Should Hero Fold When Aggro Villain Donk Jams This Turn?
Live €550 PLO tourney. We are in the money - 12 players remain out of 170. Hero has played extremely tight and nursed a micro stack through the bubble, which he has now spun up a little, but is still one of the short stacks. It's 3am, we've been playing for 13 hours, and everyone is wired/exhausted. Villain has been playing aggressively all tourney and built up a huge stack as a result - he has also bet hero out of several pots along the way.
PREFLOP
Action folds to hero (13.5bbs) in the hijack with A♦A♥T♥5♣. Hero opens to 3.5bbs. Folds to villain (55bbs) in the BB, who calls.
FLOP (7.5bbs)
5♠5♦4♠
Not too shabby a flop. Villain checks, hero bets 4bbs, villain calls.
TURN (15.5bbs)
5♠5♦4♠8♥
Villain donks for 15.5bbs. Hero...?
14 Replies
No.
Why didn’t you bet full pot on the flop?
At spr 0.4 I think we need to stack off vs aggro villain. Flop sizing is interesting, I’d think we want to go to small or pot.
At spr 0.4 I think we need to stack off vs aggro villain. Flop sizing is interesting, I’d think we want to go to small or pot.
I agree. I think this is an almost impossible fold to find, especially at this stage of the tournament, given how it has played out thus far. I only need around 22% equity to call, assuming I'm behind. I have 6 outs to improve, I beat all his bluffs, and there's also a small chance he plays hands like K5xx and Q5xx this way.
Never ever folding you got what you wanted
you're really thinking about folding trips for 6 BBs to someone you describe as aggro?
Well I'm glad to see the consensus is to call here. Arguments for folding are obviously simply to survive in the tournament and avail of some juicy laddering spots. But overall I think I agree - this can never be a fold at this SPR vs this player type.
I think Hero's bet is not too small, but too big on the flop. You want him to start jammin/continuing with fds, sds and overpairs. I would bet 2 or 3 bbs, and obviously not folding.
Yeah, maybe so. If I just flopped a bare overpair, I was potting of course. Glad to hear another person say that they're never folding here.
So in the end I decided I could not let this go and flicked in the call. Villain showed Q♦T♦7♠6♥ for the straight, and I missed the river.

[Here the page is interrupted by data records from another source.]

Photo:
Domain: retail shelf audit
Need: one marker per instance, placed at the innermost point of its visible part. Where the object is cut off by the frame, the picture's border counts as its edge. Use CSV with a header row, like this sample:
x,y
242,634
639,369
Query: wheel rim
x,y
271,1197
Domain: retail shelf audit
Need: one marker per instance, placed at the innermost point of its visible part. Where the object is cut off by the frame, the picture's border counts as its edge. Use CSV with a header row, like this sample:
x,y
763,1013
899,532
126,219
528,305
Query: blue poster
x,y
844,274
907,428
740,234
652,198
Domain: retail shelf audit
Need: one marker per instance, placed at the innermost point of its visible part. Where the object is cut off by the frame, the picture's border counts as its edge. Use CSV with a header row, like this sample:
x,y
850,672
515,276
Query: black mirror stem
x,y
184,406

C'est la vie. I still think it's the right call in this spot, against this villain. He was laggy, could be bluffings, and could even be value-betting worse (K5 or Q5). I need around 22% equity to call. I have six outs if I'm behind, which is 14% of so, and I felt the remaining 8% was easily made up (and more) given the villain type, the fact that he was a big stack bully, and also that he may be value-cutting himself. Surely these huers can't have it every time, right!? To his credit he recognised that I have a lot of overpairs in this spot, it's difficult for me to have boats/straights, and as a result he can value bet the straight on a paired board. He went on to take down the tournament for €20,000.
N.b. This was an Omaha 4/5/6 card tournament - an orbit of each. I only played it as it was the only available tournament that didn't clash with a day 2 of a different tournament I had the following day. It was a lot of fun and cool to run deep. Shame I couldn't do some damage to the big stack after he had been running bluffs all day, but that's life I guess.
GG, it was always gai there. Nice run. Does sound like a fun tournament.
Never folding. You just got unlucky. As you said earlier he could have worse 5's. Also he could have flush draw and be using his stack to try and get you to fold since in prior hands you had done so to aggression.